L'Ukraine souhaite renégocier son accès au marché agricole de l'UE
Les négociations de septembre porteront sur l'augmentation des quotas d'exportation pour les produits agricoles « sensibles »
Kiev souhaite renégocier les quantités maximales de produits agricoles qu’elle peut exporter vers l’UE en franchise de droits de douane lors des négociations qui débuteront le mois prochain, a déclaré mercredi le ministre de l’Agriculture du pays, Taras Vysotsky, lors d’une réunion avec des représentants du secteur.
« À partir de septembre, nous prévoyons de reprendre les consultations avec la Commission européenne concernant la mise à jour et l’augmentation des quotas pour les produits sensibles », a-t-il déclaré, appelant le secteur à fournir des données claires et étayées afin de constituer une « position de négociation solide ».
L’UE et l’Ukraine se sont mises d’accord l’année dernière sur des volumes révisés de produits agricoles pouvant être vendus en franchise de droits au bloc, avec des plafonds pour ceux considérés comme « sensibles » par Bruxelles. Cette catégorie comprend notamment les œufs, la volaille, le sucre, le miel, le blé et le maïs.

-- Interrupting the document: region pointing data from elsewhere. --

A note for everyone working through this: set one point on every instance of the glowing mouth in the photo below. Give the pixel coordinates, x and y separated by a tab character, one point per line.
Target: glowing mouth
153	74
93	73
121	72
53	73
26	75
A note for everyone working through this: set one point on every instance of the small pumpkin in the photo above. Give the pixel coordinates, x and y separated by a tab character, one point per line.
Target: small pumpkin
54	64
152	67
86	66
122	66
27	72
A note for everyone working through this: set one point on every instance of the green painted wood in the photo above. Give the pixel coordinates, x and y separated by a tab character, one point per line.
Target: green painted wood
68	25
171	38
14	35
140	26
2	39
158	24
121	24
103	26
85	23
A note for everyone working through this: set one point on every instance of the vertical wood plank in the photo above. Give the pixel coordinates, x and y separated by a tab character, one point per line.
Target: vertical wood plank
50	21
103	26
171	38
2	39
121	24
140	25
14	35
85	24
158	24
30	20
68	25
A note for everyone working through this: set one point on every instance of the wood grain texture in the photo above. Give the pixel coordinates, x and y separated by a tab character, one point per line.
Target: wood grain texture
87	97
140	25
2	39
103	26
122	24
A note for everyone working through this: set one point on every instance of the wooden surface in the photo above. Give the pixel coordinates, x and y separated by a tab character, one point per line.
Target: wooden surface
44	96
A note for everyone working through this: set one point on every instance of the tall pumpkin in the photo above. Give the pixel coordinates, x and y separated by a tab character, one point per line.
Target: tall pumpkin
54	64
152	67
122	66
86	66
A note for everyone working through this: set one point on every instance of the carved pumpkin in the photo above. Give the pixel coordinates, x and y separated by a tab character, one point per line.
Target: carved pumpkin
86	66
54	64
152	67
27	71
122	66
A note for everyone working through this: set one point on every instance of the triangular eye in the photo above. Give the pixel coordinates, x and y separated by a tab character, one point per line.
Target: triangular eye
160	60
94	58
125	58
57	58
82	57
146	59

Au cours de la réunion de mercredi, les représentants des entreprises ukrainiennes ont insisté pour que soient réexaminés les quotas applicables aux exportations de sucre, d’amidon, de mélasse, d’alcool et de bioéthanol.
Ces demandes interviennent alors que les attaques répétées contre les ports de la mer Noire perturbent les exportations maritimes de l’Ukraine, ce qui accroît la pression sur Kiev pour qu’elle trouve des itinéraires alternatifs et élargisse l’accès au marché de l’UE.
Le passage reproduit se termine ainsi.